It would be expected that Tolkien would feel this way being that LOTR was released shortly after WW2 and the horror of Nazism and anti-semitism was still fresh in everybody's minds. If Tolkien is this familiar with Wagner's work (Wagner died in 1883 so Tolkien could not have known him personally), it is likely that he was a fan of Wagner's work.
That is not to cast any aspersions upon Tolkien. I have no doubt that Tolkien despised the man himself and what he stood for. Wagner was a rabid anti-semite and his works were supposedly embraced by Adolph Hitler and the Nazi party - though the extent to which that association is valid is a matter of debate. Frankly, I don't think Hitler and his Brownshirts spent a lot of time going to opera. It could simply be that Hitler admired Wagner for his beliefs and his music was secondary.
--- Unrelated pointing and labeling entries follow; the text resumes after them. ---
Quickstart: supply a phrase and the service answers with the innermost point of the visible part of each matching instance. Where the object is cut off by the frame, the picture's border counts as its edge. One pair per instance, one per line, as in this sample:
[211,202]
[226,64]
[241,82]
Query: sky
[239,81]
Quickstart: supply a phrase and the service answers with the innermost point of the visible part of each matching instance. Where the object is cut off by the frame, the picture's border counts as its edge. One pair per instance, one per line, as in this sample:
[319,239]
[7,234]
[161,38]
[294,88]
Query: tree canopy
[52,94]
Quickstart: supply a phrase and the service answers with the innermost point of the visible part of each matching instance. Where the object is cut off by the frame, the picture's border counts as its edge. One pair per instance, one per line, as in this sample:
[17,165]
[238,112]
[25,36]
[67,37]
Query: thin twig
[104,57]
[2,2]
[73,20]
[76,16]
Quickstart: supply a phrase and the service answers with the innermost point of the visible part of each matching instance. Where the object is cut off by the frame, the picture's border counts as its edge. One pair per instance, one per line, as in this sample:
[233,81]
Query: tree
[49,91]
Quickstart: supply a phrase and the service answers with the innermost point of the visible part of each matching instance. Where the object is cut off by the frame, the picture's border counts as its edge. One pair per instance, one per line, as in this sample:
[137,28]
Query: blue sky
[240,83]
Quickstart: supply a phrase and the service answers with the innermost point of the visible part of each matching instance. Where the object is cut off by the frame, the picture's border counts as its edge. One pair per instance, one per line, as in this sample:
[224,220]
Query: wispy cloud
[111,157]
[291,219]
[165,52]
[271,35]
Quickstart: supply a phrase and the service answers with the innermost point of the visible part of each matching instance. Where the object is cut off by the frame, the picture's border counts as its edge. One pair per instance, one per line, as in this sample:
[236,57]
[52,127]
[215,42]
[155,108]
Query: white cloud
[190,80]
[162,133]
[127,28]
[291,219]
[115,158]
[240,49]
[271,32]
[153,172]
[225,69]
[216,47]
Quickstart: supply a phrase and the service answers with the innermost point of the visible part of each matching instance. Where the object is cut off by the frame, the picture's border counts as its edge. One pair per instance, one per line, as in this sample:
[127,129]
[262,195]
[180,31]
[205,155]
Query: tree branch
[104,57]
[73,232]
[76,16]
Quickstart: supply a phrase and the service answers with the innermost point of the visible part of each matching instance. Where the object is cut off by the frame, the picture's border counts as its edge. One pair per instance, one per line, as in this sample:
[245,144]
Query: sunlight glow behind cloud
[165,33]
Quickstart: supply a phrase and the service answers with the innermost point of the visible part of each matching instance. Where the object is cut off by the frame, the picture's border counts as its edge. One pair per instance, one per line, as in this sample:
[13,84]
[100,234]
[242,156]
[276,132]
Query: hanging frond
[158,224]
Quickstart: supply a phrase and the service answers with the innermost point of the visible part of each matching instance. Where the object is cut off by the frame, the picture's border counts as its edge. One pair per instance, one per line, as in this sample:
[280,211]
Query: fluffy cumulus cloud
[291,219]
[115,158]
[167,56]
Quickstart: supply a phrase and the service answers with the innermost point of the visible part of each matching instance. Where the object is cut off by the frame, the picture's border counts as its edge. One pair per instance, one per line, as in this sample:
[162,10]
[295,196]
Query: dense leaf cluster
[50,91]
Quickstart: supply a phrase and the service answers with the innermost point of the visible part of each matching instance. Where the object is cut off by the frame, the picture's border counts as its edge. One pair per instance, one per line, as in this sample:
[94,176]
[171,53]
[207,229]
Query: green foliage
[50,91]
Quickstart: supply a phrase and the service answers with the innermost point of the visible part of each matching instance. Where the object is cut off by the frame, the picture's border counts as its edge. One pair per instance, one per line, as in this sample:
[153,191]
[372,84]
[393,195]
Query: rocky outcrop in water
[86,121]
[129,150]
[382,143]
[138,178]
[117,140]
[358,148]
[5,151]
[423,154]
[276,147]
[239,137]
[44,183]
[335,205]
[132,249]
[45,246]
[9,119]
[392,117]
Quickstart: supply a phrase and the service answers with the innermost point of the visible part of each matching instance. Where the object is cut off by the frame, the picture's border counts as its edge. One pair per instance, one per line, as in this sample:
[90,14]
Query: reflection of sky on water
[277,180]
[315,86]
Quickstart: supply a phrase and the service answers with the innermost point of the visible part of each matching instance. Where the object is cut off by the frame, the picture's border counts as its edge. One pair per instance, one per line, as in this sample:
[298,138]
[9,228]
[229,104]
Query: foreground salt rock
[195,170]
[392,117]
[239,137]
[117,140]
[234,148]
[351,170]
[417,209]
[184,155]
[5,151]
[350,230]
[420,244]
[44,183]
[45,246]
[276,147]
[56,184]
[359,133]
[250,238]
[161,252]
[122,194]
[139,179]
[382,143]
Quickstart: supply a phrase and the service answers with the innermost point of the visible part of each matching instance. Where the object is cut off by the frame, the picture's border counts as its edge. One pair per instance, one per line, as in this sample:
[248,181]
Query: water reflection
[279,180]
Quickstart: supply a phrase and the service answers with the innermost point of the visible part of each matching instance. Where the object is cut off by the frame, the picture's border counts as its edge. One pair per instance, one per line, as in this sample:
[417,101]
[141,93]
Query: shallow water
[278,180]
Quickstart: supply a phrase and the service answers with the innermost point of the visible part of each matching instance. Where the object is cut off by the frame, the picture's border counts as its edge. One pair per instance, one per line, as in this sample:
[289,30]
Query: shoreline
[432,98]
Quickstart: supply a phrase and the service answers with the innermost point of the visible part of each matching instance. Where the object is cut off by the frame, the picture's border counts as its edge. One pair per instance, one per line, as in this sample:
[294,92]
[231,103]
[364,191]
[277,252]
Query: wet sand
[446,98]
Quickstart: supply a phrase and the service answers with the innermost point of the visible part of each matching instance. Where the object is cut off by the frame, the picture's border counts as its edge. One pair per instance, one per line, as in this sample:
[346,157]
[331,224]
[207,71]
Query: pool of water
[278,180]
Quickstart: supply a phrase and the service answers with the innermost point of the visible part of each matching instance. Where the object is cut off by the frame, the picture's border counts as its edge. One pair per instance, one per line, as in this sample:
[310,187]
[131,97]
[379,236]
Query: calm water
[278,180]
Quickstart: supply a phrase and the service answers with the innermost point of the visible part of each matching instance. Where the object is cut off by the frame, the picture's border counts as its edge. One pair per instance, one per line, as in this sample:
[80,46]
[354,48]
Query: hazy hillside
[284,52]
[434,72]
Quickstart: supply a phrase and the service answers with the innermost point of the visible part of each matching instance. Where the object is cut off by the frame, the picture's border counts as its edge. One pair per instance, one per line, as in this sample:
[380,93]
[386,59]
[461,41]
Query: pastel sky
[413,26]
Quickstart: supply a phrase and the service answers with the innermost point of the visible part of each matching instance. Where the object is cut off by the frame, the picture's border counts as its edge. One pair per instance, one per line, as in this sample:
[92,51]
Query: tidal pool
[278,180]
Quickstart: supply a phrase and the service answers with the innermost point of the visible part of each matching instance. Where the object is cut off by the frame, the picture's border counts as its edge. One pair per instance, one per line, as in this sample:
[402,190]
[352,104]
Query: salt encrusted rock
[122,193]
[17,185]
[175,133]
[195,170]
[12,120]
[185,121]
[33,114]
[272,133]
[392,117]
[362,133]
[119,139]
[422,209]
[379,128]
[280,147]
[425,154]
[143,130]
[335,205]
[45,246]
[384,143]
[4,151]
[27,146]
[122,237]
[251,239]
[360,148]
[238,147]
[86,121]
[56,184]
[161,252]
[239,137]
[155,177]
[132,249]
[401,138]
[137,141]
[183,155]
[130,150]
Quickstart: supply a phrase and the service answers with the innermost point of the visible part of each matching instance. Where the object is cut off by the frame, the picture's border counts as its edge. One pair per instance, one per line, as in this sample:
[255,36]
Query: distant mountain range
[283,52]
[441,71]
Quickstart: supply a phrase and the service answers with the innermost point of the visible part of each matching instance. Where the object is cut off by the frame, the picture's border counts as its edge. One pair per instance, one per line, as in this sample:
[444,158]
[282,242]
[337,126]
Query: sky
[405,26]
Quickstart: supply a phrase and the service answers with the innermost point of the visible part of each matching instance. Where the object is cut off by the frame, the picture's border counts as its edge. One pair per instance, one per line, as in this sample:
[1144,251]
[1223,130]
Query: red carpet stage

The author of this article points out a whole slew of similarities between Tolkien's LOTR and Wagner's Ring Cycle (an opera that takes three very long nights to perform). Though familiar with both, I had never before realized how similar the two works were (I mainly listen to the music and don't pay much attention to the librettos of Wagner's operas).
I read LOTR in high school, then in college I read Das Nibelungenlied for an advanced German class, and at that point I realized that both Tolkien and Wagner based their works on the same Norse epic. Wagner was a ferocious anti-Semite, Tolkien was anything but.